In Grutter v. Bollinger (2003), the Supreme Court endorsed the principle that universities could create admissions policies that consider race along with other factors to increase the number of underrepresented students to achieve a critical mass. In Grutter, the Court relied on the assertion by social scientists, corporations, and the military of the importance of having a diverse student body at elite institutions of higher education. Now, what the Court seems to be concerned about, among other things, is the number of students needed from the targeted groups to reach a critical mass, and how long the university will we need to use race as a factor in admissions in order to achieve that. In the context of the Supreme Court argument, these are trick questions. Chief Justice Roberts especially pressed these questions.
But why are they trick questions? Why can’t we just give a number?

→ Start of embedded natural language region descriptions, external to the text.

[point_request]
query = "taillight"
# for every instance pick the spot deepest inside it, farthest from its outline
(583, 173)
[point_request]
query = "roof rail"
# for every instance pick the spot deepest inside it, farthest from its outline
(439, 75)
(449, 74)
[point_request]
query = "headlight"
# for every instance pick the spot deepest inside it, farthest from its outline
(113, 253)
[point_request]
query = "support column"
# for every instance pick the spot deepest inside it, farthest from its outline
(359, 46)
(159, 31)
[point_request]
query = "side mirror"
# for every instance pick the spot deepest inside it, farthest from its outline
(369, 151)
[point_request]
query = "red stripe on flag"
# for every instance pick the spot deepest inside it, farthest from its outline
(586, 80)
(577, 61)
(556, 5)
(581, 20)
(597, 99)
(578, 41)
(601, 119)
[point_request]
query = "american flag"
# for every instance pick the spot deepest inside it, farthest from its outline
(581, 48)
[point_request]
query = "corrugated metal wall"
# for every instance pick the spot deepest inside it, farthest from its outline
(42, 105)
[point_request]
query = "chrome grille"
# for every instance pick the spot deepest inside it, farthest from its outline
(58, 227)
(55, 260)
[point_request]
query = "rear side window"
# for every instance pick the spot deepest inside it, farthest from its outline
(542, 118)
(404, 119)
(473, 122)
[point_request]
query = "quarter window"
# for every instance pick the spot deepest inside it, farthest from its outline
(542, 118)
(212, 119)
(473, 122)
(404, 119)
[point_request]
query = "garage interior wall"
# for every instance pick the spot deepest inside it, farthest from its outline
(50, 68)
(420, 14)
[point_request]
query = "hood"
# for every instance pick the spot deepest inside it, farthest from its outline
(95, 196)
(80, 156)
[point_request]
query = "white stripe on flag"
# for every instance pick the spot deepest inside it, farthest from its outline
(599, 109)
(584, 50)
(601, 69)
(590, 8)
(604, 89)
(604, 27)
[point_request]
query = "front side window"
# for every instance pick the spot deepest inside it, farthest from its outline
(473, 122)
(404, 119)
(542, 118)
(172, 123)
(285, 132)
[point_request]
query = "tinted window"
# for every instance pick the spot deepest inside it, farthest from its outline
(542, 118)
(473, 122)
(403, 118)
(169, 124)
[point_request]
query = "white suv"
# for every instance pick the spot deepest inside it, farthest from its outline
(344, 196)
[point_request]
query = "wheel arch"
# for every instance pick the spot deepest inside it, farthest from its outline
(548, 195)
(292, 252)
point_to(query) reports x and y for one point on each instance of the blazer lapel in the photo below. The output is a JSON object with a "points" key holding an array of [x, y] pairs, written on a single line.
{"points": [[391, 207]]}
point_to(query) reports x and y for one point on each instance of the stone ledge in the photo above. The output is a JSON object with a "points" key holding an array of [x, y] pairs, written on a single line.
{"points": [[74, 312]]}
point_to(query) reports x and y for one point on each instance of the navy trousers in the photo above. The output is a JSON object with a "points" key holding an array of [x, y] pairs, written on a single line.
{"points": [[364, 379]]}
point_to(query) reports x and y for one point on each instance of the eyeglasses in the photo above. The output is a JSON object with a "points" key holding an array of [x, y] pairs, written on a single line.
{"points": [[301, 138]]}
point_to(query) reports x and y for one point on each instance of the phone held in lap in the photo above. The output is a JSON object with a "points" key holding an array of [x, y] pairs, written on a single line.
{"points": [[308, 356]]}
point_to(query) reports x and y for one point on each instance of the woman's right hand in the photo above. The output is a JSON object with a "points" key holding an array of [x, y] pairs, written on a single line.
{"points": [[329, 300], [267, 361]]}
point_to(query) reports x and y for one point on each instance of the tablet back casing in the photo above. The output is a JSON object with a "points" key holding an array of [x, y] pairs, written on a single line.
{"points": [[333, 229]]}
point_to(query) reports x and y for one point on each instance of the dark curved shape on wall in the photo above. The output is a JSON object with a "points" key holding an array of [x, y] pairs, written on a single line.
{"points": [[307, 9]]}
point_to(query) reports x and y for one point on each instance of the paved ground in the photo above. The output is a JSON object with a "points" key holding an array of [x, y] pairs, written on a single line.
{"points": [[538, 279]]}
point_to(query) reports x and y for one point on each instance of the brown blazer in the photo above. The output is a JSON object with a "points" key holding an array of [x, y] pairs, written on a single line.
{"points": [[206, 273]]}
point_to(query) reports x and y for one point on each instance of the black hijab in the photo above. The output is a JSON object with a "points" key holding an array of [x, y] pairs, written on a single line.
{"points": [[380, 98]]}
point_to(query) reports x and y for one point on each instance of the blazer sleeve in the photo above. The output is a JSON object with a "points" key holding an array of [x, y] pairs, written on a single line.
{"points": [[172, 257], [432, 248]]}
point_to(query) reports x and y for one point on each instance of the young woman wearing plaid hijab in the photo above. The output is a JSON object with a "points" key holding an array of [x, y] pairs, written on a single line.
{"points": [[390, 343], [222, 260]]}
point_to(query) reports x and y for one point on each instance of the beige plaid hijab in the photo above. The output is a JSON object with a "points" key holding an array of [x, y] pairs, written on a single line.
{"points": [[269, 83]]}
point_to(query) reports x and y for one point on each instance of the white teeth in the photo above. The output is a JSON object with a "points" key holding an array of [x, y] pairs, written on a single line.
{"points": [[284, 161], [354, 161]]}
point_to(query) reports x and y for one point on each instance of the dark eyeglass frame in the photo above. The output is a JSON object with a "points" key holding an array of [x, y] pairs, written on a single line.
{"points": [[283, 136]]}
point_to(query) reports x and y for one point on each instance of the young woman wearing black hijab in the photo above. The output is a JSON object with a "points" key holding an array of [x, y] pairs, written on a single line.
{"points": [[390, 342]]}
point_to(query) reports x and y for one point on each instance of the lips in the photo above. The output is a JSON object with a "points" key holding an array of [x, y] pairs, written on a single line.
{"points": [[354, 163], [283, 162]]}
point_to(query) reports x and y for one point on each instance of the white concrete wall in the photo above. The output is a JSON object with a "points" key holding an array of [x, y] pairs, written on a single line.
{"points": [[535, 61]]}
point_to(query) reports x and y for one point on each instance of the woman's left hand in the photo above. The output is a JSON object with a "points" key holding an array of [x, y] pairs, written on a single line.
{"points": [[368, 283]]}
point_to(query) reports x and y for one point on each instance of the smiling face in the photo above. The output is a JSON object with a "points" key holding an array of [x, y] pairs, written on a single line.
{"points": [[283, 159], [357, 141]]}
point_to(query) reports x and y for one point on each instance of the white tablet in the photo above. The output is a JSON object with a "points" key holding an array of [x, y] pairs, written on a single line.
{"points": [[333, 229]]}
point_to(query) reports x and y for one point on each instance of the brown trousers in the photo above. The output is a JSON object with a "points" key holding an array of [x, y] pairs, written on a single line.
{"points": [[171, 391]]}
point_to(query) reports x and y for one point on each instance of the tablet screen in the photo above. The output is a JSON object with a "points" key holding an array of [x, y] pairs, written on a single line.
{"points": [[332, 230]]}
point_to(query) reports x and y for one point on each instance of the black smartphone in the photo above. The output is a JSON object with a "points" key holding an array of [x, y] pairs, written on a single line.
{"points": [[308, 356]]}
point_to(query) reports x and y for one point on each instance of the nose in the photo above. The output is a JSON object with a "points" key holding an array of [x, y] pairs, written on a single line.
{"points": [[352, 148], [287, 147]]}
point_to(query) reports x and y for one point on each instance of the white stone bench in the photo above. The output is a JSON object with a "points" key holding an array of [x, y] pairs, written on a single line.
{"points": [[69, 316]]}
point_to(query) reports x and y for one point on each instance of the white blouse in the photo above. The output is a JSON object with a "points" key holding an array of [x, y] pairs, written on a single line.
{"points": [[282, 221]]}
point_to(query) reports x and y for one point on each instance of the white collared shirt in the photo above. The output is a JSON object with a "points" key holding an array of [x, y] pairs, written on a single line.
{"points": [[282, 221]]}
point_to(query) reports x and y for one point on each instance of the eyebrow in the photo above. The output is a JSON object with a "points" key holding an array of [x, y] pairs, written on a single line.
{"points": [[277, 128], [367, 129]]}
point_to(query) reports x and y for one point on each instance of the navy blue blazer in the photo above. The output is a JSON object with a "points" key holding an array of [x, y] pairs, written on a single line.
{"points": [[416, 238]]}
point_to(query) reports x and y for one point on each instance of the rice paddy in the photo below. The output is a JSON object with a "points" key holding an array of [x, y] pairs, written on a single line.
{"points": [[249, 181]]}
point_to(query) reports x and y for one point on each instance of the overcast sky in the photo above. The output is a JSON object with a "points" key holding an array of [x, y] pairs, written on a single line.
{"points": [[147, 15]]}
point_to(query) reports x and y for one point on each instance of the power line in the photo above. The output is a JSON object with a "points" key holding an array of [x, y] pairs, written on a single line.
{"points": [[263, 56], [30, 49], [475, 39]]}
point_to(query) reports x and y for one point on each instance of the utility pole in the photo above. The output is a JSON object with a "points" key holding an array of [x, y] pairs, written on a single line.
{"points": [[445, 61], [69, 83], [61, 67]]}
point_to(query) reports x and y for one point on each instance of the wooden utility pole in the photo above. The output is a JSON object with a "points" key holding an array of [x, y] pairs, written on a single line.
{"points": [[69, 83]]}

First of all, if the lawyers supporting this form of affirmative action give a number, they will lose because the Court, and especially Chief Justice Roberts and the other conservatives, have expressed strong hostility to having a set number, which they deem to be either racial balancing or quotas. They have argued that race quotas are unconstitutional. However, if we know what is needed, contextually, to create a critical mass and that having a critical mass is an improvement to the educational environment, why can’t we use numbers? The answer to this question is probably reachable, but it is still a difficult question.
Consider this question: How many cigarettes does one have to smoke to get cancer? Or how much radiation exposure must one endure before developing cancer? We would probably be hard pressed to answer these questions with a single number. Yet, we know a lot about the relationship between smoking cigarettes and getting cancer, and we turn to science and the medical profession to help. Could we do something similar with the Texas case by turning to social scientists and educational professionals, including universities, themselves for help? The answer is yes, but the conservatives on the Court seem less interested in this approach or any approach that would support UT’s policy.
Could we also consider answering the question of how long it would take to reach critical mass by using the methods now in place in Texas or elsewhere in the United States? Is there a time when we will not need to use race considerations to achieve critical mass or a diverse student body in higher education? There is a long answer to these questions and a short one. I will give you the short one.
As long as we use race to sort students in K–12 schools, as explained above — by relying on neighborhoods for assignments — we will need a remedy in higher education to overcome this obstacle to opportunity. Unfortunately, the conservatives on the Court seem uninterested in seeking meaningful answers to the questions of whether or not we can identify the numbers needed to constitute critical mass at any given time and whether we can figure out how long it would take to reach critical mass using affirmative action methods — except in so far as the questions may be used to attack UT’s limited use of race.
If we are to have a society that draws upon all of its talents and does not consign people to inferior opportunities in life based on where they live or how much money they have, we will need carefully designed affirmative action interventions.